Google’s delayed deprecation of third-party cookies is necessary, but shouldn’t be taken as a time to pause
Yesterday, Google announced a nearly two-year delay to Chrome’s planned deprecation of third-party cookies. For media owners, marketers, and the rest of the independent ad tech industry, this is a much-needed reprieve.
As the original 2022 deadline approached, it became clear that solutions to enable privacy-first addressability weren’t being designed, tested, and implemented quickly enough to meet that extremely ambitious deadline. Instead of consolidating towards agreement on a new architecture for advertising on the web, new proposals and amendments continued to proliferate weekly, giving businesses very little time to assess and adjust.
The UK’s Competition and Markets Authority agreed to provide oversight to Google’s plans and their Privacy Sandbox solutions, which provided some reassurance that drastic changes wouldn’t be launched without support from the media owners they’re most likely to impact. Inevitably, this meant more time would be needed to thoughtfully design comprehensive solutions that prioritise user privacy without sacrificing the ad-funded web.
Google’s announcement represents an acknowledgment of all those pressures, and an agreement to work in partnership with regulators, consumer interests, and free markets to seek alternate solutions after the deprecation of third-party cookies.
Consumers still need better privacy protections on the web. Media owners still need viable business continuity plans in order to keep producing free journalism. None of that has changed, and Google’s delayed deprecation of third-party cookies does not mean that the ad tech industry should pause or deprioritise the move away from cookies. It just means we now have enough time to succeed at launching better alternatives.

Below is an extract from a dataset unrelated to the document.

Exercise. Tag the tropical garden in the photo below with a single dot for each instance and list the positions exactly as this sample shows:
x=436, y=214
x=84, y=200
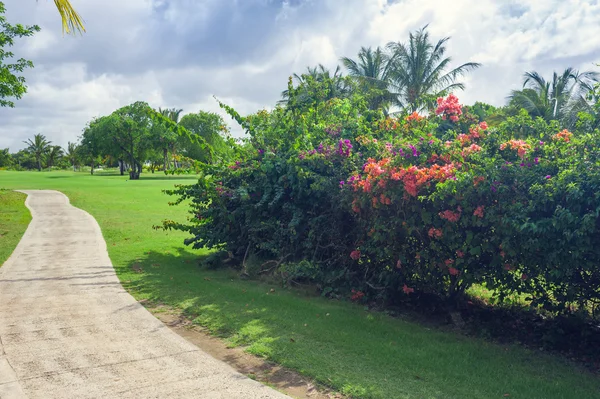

This announcement to delay the deprecation of third-party cookies shows that Google recognises the need to actively preserve an independent advertising ecosystem upon which brands, media owners, and consumers can depend. The industry must continue driving the adoption of people-based, contextual, and cohort-based solutions while building consumer trust. This is not a time to wait, it’s a time to act. If we squander the moment, we’ll find ourselves right back here in 18 months, but with far less ability to shape the future of addressability.